Monday, September 5th, 2016

Fatigued to fresh: Exercise recovery tips that work No ratings yet.

Time for recovery can make or break a workout regime. These tips from celebrity fitness trainers and industry experts will help. 

Survived a gruelling workout? You’ve earned the indescribable bliss from endorphins (bonus happy points if that indulgent cheesecake you had with lunch is now history).

Truth is, the workout probably stretched and worked your muscles – resulting in micro tears. While these tears are necessary for strengthening, soreness kicks in because muscles are “sensitive and fragile,” sports performance coach Jan Milano told POPSUGAR.

“Overstretching of the muscle when sore can easily lead to the micro tears getting worse, prolonging the recovery and repair time of the muscle,” he added.

The answer? A great recovery regime that quickly gets your muscles to tip-top condition.

Here are three tips from people who eat, live and breathe exercise:

Time for recovery can make or break a workout regime. These tips from celebrity fitness trainers and industry experts will help.

1) Catch the golden refuelling windows

Finished that intense workout? You’ve 20 minutes to rehydrate and an hour to load up on protein and carbohydrate-rich foods. These are the optimal windows, Mr Ralph Reiff, who supervised the recovery of U.S. Olympians at the recent Rio Olympics, told SHAPE.

“You worked out, you drove your car, and now you’ve got to put more fuel in your car so it works again tomorrow,” Mr Reiff explained.

“Don’t wait three hours before you refuel, because the body’s going to continue to metabolise and struggle following that workout, whether it’s weightlifting, CrossFit, other high-intensity exercises or just a walk through Central Park,” he said.

2) Skip on that post-workout booze

I exercise so I feel less guilty about calories from drinking. Right?
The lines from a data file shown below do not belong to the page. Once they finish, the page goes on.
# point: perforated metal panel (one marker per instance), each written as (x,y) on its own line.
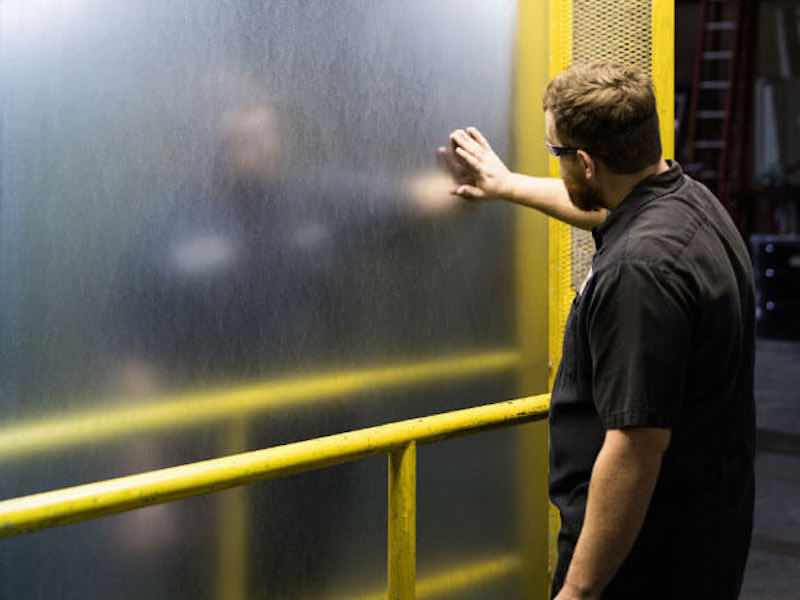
(617,31)
(620,31)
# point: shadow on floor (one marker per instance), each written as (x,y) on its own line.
(773,571)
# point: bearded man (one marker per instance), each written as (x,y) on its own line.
(652,421)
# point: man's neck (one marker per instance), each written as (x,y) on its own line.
(618,187)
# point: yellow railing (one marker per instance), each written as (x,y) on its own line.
(399,440)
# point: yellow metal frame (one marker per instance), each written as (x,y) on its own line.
(399,440)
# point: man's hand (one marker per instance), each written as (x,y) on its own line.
(478,172)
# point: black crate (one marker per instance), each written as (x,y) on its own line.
(776,267)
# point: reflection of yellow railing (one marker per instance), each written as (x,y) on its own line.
(199,408)
(399,440)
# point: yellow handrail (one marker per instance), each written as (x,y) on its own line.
(399,440)
(167,413)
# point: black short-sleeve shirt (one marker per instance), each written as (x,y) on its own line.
(661,334)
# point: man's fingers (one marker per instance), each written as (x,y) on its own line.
(469,159)
(460,138)
(448,161)
(469,192)
(478,137)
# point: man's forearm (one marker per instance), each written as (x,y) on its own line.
(623,479)
(549,195)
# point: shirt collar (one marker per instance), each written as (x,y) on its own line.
(644,191)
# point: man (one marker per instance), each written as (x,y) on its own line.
(652,416)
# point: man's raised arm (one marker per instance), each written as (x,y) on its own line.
(481,175)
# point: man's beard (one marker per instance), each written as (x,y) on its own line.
(582,194)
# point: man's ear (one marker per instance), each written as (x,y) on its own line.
(588,164)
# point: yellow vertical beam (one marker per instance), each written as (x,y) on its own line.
(663,70)
(531,294)
(402,521)
(232,547)
(559,234)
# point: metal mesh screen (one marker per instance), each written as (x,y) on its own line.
(618,31)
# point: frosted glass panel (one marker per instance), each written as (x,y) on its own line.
(209,213)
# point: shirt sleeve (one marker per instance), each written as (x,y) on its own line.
(639,329)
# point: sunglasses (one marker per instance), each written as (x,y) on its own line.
(560,150)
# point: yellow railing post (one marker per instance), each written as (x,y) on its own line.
(533,48)
(402,549)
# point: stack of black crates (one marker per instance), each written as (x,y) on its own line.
(776,265)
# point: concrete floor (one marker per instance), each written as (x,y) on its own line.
(773,571)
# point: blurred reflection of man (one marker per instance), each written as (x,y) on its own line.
(652,417)
(247,279)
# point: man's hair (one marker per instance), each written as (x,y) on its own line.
(608,110)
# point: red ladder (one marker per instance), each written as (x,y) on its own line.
(720,111)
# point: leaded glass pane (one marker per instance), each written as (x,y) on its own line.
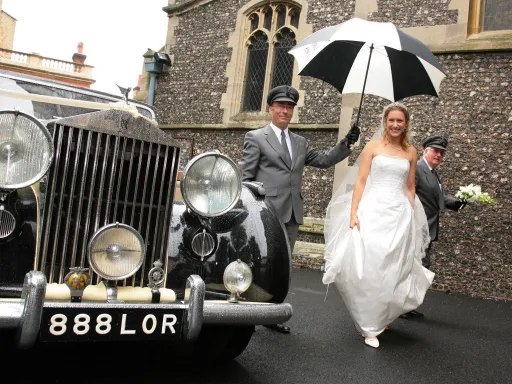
(254,21)
(283,61)
(255,73)
(497,15)
(268,18)
(281,16)
(294,18)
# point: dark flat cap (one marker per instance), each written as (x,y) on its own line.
(436,142)
(283,93)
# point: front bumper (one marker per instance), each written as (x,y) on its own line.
(24,315)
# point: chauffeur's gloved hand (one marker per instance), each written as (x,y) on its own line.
(352,135)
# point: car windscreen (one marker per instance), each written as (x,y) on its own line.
(49,111)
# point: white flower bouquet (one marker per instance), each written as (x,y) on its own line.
(473,194)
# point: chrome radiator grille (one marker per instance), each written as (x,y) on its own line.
(98,179)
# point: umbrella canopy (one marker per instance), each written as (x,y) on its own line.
(360,56)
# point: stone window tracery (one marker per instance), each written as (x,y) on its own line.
(490,16)
(271,33)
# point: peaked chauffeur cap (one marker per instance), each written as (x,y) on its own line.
(283,93)
(436,142)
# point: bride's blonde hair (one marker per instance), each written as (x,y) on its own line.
(404,139)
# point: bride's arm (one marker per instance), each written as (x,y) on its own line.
(364,170)
(411,178)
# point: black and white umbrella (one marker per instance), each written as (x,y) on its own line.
(360,56)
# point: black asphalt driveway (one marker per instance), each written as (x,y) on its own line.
(460,340)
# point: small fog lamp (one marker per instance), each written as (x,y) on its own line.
(237,279)
(116,251)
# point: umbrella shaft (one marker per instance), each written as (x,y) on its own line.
(364,85)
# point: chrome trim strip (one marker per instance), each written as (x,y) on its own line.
(111,184)
(244,313)
(159,205)
(151,204)
(70,205)
(60,204)
(81,200)
(34,288)
(54,170)
(196,287)
(102,176)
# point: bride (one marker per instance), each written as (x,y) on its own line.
(377,234)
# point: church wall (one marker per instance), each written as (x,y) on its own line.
(474,110)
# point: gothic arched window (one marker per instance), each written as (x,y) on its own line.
(270,35)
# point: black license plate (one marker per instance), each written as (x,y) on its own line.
(110,323)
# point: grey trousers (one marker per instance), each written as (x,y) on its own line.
(426,260)
(292,229)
Not a chance, according to a University of North Texas study.

The study, which involved twenty physically active participants, found that those who drank alcohol post-workout had significantly less muscle growth.

“Our research shows men are more affected by alcohol than women,” said co-author Jakob Vingren. “We know alcohol affects testosterone, and it is a gender difference, so testosterone appear to be an obvious thing to look at,” he told Daily Mail Online.

3) Still sore? Give more time for recovery

Take it from Australian fitness guru Kayla Itsines. “For example, if you are hobbling around from yesterday’s leg workout, then give your legs a rest and train arms or abs instead,” she wrote in a blog post.

She added: “This way, you’re still able to give your sore muscles a chance to recover without having to miss a workout. In saying that, there is nothing wrong with skipping a workout from time to time if you are simply too sore to function!”